Back last May, I initiated a blog mechanism that I called “What We’re Reading Now”, which I hoped would give me a basis for more regular, if shorter posts. That didn’t work the way that I had hoped, for two reasons.
I decided that don’t like the bundling of individual posts, for one thing, once I had a chance to see the bundles in action. Each post loses it’s identity in these bundles, especially the separate tags and categories that help people to find my posts on the web, and help them at least to search the blog for posts on specific topics. That’s why I have gone back and dismantled the confinement of “What We’re Reading Now,” releasing the individual posts to stand on their own, jiggered to keep the same May posting dates (a wonderful feature of WordPress, I might add).
The other failure of this ruse is that it didn’t facilitate more regular posts. As I shared in the “I’m back” post last May, I tend to approach my blog as a scholarly outlet, with the goal of being factually correct and at least reasonably thoughtful about the ideas I put forth. They will be my ideas, for sure, but they will have been self-edited to at least be more than idle rants. That takes time, and my life as a full-time professor doesn’t leave much of it available.
Paul Raeburn at Knight Science Journalism Tracker had an inspiring essay over the summer about compulsiveness in blogging that touches on this very topic. The focus of the essay was a response to, and an analysis of, a post by Smithsonian Magazine blogger David Schultz, who endeavors to write his blog posts quickly, “in an hour,” in part by curating other people’s posts and in part by forgoing deep analysis in favor of turnaround. Paul offered respect for the approach, especially when it involves thorough attribution to the work being curated, but also seemed to find speed-writing more challenging personally. I posted a comment to Paul’s post, which I offer here:
The example you give of short posts from NOVA Next reminds me of what some non-science outlets like The Dish do, namely, a lot of curating. As de Chant says, and not in a self-serving way, I think, there is honesty in citing, but then passing through, entire chunks of another writer’s ideas.
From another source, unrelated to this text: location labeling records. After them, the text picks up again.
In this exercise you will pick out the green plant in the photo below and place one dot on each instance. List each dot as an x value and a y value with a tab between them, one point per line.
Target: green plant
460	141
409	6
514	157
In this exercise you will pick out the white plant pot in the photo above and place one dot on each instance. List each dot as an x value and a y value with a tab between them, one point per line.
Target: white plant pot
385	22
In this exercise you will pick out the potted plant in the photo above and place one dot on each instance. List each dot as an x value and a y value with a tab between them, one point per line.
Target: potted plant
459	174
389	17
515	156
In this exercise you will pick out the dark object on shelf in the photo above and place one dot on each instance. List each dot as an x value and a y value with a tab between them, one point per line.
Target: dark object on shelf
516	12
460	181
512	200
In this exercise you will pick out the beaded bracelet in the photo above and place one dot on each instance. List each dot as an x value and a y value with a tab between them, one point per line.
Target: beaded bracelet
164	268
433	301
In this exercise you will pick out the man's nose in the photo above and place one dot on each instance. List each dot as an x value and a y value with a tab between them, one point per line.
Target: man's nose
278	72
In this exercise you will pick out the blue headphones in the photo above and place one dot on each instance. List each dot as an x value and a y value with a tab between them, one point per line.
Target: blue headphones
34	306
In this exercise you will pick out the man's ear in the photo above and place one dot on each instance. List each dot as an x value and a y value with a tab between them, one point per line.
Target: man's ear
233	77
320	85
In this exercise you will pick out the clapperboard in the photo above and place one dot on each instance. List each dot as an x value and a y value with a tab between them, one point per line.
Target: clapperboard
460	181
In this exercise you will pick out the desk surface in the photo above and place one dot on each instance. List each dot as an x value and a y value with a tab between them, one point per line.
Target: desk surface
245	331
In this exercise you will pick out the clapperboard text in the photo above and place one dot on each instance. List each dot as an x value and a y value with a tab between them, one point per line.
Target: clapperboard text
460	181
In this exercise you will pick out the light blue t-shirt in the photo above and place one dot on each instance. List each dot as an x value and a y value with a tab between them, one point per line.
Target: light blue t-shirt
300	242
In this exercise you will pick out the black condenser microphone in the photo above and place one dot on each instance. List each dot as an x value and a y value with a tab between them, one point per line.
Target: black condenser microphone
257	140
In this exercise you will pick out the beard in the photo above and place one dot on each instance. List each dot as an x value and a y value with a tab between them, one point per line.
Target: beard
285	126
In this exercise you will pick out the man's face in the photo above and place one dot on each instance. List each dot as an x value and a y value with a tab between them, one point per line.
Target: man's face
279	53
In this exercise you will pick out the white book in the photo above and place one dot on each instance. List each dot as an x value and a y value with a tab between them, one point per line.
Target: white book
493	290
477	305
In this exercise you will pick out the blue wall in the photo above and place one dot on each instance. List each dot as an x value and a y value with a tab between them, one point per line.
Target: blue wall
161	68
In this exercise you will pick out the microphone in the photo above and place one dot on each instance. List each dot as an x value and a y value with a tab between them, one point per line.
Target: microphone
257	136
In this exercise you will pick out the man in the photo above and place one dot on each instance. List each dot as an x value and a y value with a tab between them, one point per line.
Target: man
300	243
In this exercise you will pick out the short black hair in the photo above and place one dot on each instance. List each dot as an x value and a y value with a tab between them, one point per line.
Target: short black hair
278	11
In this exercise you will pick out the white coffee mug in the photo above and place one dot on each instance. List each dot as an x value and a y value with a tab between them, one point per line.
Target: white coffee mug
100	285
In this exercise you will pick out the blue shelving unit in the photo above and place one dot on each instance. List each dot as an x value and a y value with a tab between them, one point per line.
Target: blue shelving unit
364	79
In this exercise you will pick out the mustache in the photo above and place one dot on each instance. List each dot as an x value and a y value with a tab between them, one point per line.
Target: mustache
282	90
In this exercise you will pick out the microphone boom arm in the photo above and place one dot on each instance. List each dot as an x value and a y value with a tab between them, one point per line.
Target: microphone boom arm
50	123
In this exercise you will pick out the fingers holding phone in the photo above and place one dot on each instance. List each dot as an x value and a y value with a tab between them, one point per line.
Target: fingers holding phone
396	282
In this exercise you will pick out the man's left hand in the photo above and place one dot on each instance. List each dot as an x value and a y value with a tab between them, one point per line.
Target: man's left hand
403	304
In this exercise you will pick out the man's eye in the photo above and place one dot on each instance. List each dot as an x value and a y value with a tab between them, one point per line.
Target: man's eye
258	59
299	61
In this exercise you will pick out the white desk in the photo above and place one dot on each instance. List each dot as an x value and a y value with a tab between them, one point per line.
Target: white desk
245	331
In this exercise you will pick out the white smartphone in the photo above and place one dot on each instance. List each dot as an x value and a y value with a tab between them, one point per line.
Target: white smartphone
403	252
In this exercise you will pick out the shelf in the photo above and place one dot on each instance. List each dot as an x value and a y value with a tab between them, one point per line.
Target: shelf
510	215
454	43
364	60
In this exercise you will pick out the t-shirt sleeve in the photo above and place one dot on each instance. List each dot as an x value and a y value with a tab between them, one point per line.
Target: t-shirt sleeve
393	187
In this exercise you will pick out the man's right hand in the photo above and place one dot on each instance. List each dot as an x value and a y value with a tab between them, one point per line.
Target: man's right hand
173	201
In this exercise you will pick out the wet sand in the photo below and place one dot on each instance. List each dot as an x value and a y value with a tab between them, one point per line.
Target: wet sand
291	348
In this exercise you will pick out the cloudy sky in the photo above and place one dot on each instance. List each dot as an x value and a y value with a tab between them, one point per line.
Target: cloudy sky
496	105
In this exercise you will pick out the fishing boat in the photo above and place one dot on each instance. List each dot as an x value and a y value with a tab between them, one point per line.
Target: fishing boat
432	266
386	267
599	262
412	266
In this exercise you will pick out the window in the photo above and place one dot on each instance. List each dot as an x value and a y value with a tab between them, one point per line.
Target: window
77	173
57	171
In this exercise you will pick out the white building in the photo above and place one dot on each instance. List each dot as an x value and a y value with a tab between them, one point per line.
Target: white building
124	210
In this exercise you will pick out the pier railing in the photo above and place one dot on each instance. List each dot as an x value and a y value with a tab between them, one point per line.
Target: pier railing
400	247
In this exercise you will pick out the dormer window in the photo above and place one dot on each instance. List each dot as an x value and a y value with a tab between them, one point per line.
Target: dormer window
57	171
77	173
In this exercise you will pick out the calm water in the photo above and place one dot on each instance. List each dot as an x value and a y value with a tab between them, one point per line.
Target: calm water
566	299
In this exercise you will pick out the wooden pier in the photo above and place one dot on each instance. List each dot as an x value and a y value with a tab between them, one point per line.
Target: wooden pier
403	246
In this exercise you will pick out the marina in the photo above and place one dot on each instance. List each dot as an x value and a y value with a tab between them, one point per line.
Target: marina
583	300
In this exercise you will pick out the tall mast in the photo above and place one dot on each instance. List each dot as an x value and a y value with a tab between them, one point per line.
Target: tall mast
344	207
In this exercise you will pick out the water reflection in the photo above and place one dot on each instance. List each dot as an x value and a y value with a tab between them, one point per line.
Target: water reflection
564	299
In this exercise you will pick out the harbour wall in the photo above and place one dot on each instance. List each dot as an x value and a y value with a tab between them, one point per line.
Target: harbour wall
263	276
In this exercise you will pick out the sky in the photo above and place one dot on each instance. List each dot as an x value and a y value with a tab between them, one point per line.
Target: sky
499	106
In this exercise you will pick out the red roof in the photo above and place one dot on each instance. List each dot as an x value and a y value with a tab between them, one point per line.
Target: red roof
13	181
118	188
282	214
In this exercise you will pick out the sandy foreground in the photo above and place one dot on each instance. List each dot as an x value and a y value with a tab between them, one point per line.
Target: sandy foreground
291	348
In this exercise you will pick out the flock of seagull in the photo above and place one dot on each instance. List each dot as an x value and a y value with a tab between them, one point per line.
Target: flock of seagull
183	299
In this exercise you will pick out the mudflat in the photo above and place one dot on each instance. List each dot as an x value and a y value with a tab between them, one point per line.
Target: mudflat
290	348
Certainly, in the case of The Dish, there is no missing Andrew Sullivan’s philosophy lurking behind every curation, so the pieces selected come to represent the blog as a whole, and sometimes even a common theme (e.g., the recent posts on neuroscience). They each are small contributions, perhaps, but useful, nonetheless. That said, I am grateful that “thinkers” like you and your colleagues at the Tracker take the necessary time to flesh out and more thoroughly consider the nuances of a story, no matter the length of the piece.
Thus, I share Paul’s conclusion that there is a place in the science blogosphere for curation, as well as his personal experience that this often goes against the grain of one’s own tendency to want to accomplish more. As for my own writing, I am still searching for the sweet spot.